Onanizowanie się zwane też masturbacją to czynność bardzo intymna. Bez sensu upublicznił ją wzięty publicysta Paweł Zarzeczny, tytułując swój felieton "Nie onanizujmy się medalami w Soczi". Czynienie tego ciężkimi metalowymi medalami może być niebezpieczne i spowodować bezpłodność, drogi Pawle. A odbieranie Polakom radości z sukcesów naszych sportowców w Soczi jest skazane na niepowodzenie. Bródka, Kowalczyk i Stoch są naszymi idolami i żaden felieton tego nie zmieni. Obsceniczny gest Wojtka Szczęsnego podczas schodzenia z boiska w meczu z Bayernem chluby mu nie przynosi. Emocje to nieodłączna część sportu, ale profesjonalista musi nad nimi panować.

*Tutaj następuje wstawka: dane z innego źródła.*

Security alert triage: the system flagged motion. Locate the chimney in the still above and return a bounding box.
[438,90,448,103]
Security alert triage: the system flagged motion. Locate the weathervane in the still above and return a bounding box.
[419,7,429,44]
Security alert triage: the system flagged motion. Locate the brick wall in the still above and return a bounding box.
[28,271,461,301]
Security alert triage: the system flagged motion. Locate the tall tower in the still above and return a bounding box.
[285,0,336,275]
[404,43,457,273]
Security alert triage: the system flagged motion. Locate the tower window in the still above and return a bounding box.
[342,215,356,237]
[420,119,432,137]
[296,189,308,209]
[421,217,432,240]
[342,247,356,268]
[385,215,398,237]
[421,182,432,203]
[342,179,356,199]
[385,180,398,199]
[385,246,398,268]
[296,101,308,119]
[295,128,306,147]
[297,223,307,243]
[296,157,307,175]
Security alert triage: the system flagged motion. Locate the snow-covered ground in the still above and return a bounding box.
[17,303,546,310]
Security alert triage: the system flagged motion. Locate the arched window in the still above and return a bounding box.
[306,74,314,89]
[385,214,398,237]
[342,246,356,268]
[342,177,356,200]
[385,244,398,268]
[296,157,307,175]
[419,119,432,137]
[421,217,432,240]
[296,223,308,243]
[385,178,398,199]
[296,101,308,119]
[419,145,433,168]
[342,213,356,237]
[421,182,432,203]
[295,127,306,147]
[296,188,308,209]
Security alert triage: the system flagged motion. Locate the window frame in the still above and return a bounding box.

Hokej na lodzie to wciąż piękna gra, po warunkiem że nie gra polska liga. Bezbramkowy (!) mecz Rosji ze Słowacją był bardziej pasjonujący niż widowisko piłkarskie z wieloma golami. Do tego komentarz Dariusza Szpakowskiego. Uczcie się, młodzi, choć zapewne dogonienie Tomaszewskiego, Szpakowskiego i Zimocha to dla was "mission impossible".
Szczerze: nie obejrzałem jeszcze w tym roku meczu piłkarskiego. Wystarczył mi turniej "sokolików" w Siedlcach. Legenda miejscowego TKKF Jerzy Mateuszak przy wielkim wsparciu mięsnego potentata z Sokołowa od wielu lat organizuje turniej na najwyższym poziomie. Siedleckie nie jest miejscem, gdzie wszystkim dzieciom żyje się wesoło. Dlatego chwile radości ofiarowane im przez Mateuszaka są więcej warte niż pozorowane działania wielu państwowych instytucji.